Solar growth year on year increased by 23%, primarily driven by the commissioning of many projects in India’s inter-state transmission system network and ultra-mega solar park schemes. Gujarat, Rajasthan, Madhya Pradesh and Maharashtra are the states which have contributed the most to solar’s expansion in March 2024.

Among the biggest projects reaching commercial operations is the 1GW Khavda solar PV park in Gujarat from Indian renewables company Adani Green. Construction of that project was completed in less than a year, as the company aims to build 30GW of renewables capacity in Khavda in the coming five years.

Despite that new record capacity for both solar PV and renewables in general, the country is still far away from its target of 500GW renewable capacity by 2032 and would require to add 30GW of renewables per year. India currently is not even halfway through that number, having installed less than 13GW of solar and wind capacity in 2023 (as shown in the chart below), according to recent figures from the Indian Ministry of New and Renewable Energy (MNRE).

India is still far away from installing 30GW of renewable capacity per year. Chart: PV Tech.

“With the commencement of India’s general elections earlier this month, the country’s emphasis on renewable energy comes as no surprise. Despite ambitious climate goals to reduce carbon dioxide emissions, achieving them is only achievable if the country maintains the fervour witnessed in recent months, said Rohit Pradeep Patel, vice president of renewables and power research at Rystad Energy.

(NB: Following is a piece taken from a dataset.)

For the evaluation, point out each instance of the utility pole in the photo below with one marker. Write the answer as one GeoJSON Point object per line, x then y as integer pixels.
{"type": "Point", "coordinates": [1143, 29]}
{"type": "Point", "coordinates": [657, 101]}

“However, critical challenges persist: ensuring grid stability alongside the higher integration costs that come with introducing more renewable capacity. A strategic solution lies in balancing this clean energy embrace with targeted exports, enabling India’s growth visions for the power sector, without compromising national climate goals.”

64GW of annual module nameplate capacity

Regarding India’s manufacturing capacity, Rystad added that the annual nameplate capacity of modules reached 64GW in March 2024, with companies looking to export their excess capacity to other markets. Among these markets is the US, due to the Uyghur Forced Labor Prevention Act (UFLPA), according to Rystad Energy.

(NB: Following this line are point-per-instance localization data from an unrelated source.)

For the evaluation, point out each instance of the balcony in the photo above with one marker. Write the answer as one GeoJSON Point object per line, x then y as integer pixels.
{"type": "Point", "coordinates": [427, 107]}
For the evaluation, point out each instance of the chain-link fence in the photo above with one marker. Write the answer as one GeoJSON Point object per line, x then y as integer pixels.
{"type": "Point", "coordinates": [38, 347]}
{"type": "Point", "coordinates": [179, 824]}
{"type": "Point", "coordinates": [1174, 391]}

Annual nameplate capacity for modules in India from 2021 to 2027. Chart: Rystad Energy.

These latest numbers would nearly double the nameplate capacity for modules in India from March 2023, when it reached 38GW. India’s module capacity rapid growth has been boosted thanks to the launch of the production-linked incentive scheme in 2020 to reduce its reliance on exporting modules and other solar components from China.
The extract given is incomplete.